What is different this time around: Ugh, why was I such a typical first-time-mom-overachiever last time? I had painted the nursery, purchased a crib and a changing table, and obviously this time around I'm nowhere near that prepared. Also, I was just starting to feel 'fat' and bought some maternity clothes. My bump was freaking puny last time and I thought it was big. HA. Oh, to be young again:) I have had those first 'I feel pretty chunky' thoughts this week, because clothes just aren't fitting me like they used to, and I'm definitely in between sizes of jeans now. But I have to remind myself that no matter how frumpy and awkward I feel, I'm going to be exponentially more uncomfortable in the coming months so I might as well get used to it. Nothing a big old cardigan and some leggings can't fix, anyway. :)
Symptoms: A few headaches this past week, which are never fun. But don't worry, my beloved diet soda seems to help a bit.
Sleep: No issues just yet. Passing out so hard that I wake up in a puddle of drool most mornings. Very sexy, no?
Movement: Lots, daily, and Nate and I have been having a lot of fun watching my belly bounce around and also feeling it from the outside. Did I ever mention that I love feeling a growing baby move around inside me? Totally indescribable.
The belly: Big. Fitting into maternity tops that were too big just 3 weeks ago. And multiple patients of mine have noticed at this point. Like, woah.

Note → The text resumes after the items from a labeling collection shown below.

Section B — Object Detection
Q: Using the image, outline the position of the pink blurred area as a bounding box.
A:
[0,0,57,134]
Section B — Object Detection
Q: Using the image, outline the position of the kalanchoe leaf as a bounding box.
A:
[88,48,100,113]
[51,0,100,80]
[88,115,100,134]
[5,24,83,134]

Boy or Girl: Honestly, no real intuition anymore. Too anxious to find out on Saturday to place any bets. But you are welcome to predict the future sex of our baby if you so choose! I am guessing I'll have pictures to show along with the big announcement maybe on Monday morning-ish, so hang tight!

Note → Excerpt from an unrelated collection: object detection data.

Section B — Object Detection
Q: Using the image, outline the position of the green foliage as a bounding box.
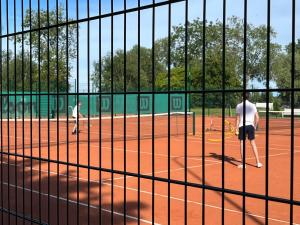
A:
[2,6,76,92]
[91,46,164,92]
[272,39,300,107]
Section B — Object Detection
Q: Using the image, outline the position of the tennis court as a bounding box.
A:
[1,115,300,224]
[0,0,300,225]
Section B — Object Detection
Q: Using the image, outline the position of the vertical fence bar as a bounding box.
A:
[241,0,248,225]
[47,0,51,224]
[87,0,91,224]
[21,0,25,221]
[29,0,33,220]
[137,0,141,224]
[265,0,271,225]
[36,0,42,223]
[168,3,172,224]
[14,0,18,224]
[184,0,189,225]
[66,0,70,224]
[75,0,80,225]
[110,0,115,224]
[151,0,155,224]
[6,0,11,224]
[0,1,2,224]
[222,0,226,225]
[56,0,60,225]
[99,0,103,224]
[202,0,206,224]
[21,0,25,221]
[123,0,127,224]
[290,0,296,224]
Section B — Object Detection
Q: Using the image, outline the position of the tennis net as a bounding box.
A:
[0,112,195,149]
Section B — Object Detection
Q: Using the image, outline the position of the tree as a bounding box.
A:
[91,46,164,92]
[272,39,300,107]
[9,5,77,92]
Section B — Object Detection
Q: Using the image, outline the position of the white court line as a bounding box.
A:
[0,134,220,162]
[104,151,300,181]
[179,138,300,151]
[3,158,300,225]
[2,182,160,225]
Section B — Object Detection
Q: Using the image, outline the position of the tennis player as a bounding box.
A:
[236,92,262,168]
[72,101,83,134]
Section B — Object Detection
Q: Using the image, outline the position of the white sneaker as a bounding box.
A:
[238,164,246,169]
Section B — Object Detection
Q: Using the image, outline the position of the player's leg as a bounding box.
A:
[72,118,78,134]
[238,127,246,168]
[248,126,262,168]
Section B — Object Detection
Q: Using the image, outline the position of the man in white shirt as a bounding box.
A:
[236,92,262,168]
[72,102,83,134]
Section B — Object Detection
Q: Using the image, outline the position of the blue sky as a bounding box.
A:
[1,0,300,91]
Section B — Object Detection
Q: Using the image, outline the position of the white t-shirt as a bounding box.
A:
[236,100,257,127]
[72,105,80,118]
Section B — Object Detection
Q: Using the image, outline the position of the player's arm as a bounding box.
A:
[235,113,240,134]
[254,112,259,129]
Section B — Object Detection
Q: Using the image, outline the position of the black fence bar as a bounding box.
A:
[0,1,4,224]
[265,0,271,225]
[6,0,11,224]
[151,0,156,223]
[222,0,226,225]
[290,0,296,224]
[201,0,206,224]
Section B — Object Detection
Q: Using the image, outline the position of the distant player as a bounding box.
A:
[72,102,83,134]
[236,92,262,168]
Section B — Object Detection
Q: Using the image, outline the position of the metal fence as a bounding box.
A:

Milestones: The babe is 10.5 ounces, 6.5 inches, and can now be measured from head to toe instead of just to the butt. He's swallowing, producing poop (!!), and continues to grow up a storm every day. Inching our way towards viability day, dude!
Best moment of the week: I was getting dressed one morning and Truman ran up to my belly, said 'BABY!', and then started hugging my legs as hard as he could. I sat down to get closer to his level and asked if he loves this baby, and he told me 'yeah!' and then gave my tummy a kiss. I kid you not, I almost melted and had to fight back tears. I just love picturing Truman as a big brother and I pray that having a newborn won't rock his little world too much, and that I'll be able to show both children enough love. But until I really have to worry about expanding my heart for another child, I feel so incredibly blessed to have my caring first born. Just can't believe I get to have another one of these little amazing creatures.

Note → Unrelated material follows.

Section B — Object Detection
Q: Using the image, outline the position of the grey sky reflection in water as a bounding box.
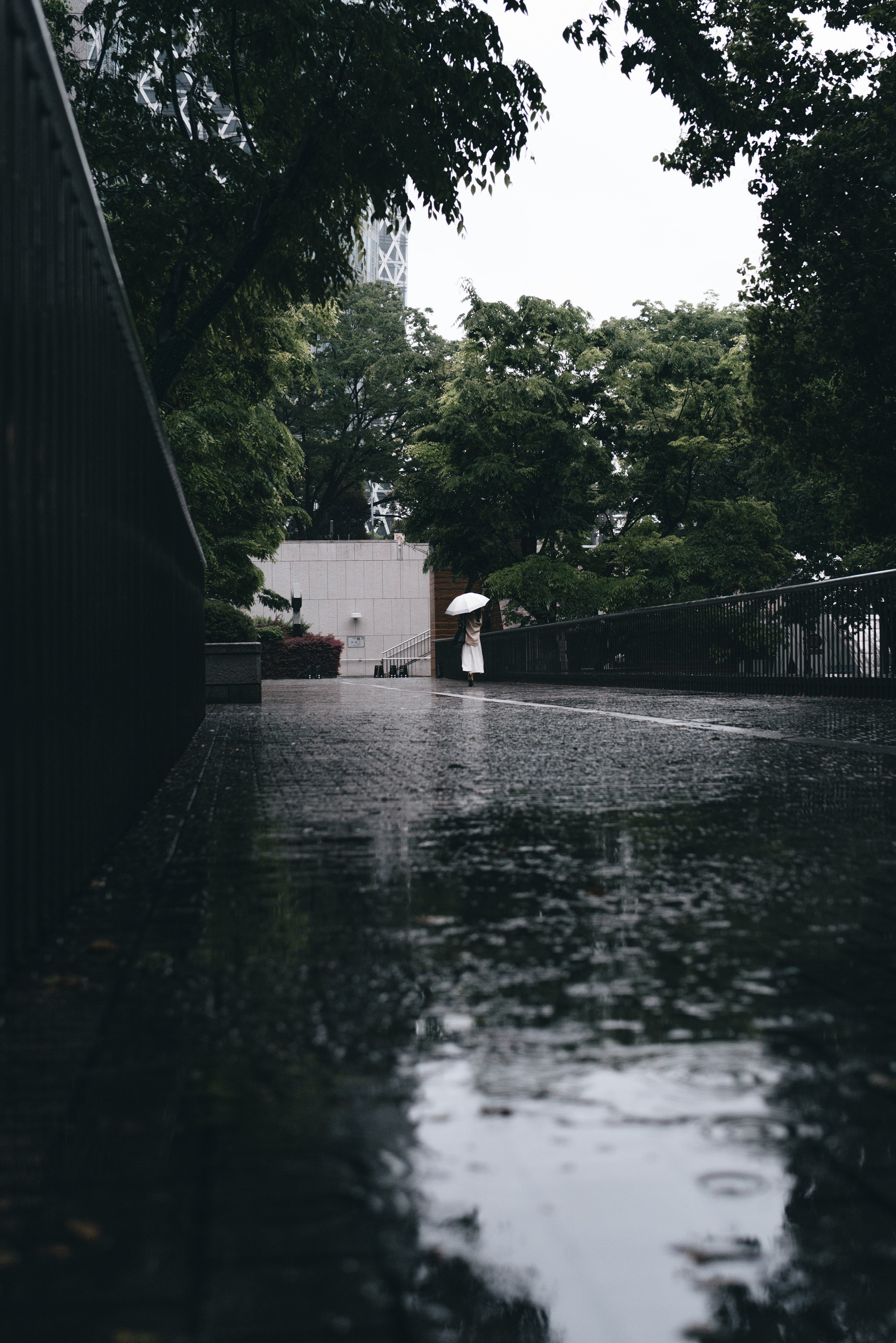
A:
[398,779,896,1343]
[10,682,896,1343]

And the second best moment of the week? At 19w6d (Tuesday night), we made an offer on our first house. Fingers crossed it's the house for us, but WOW what a big week for our little family. So excited, many more house posts to come once we know if it's actually ours or not. And don't worry, Truman came with us to write the offer and pooped a nasty turd about 10 minutes into the meeting with our realtor. Even he noticed the stench. Fabulous.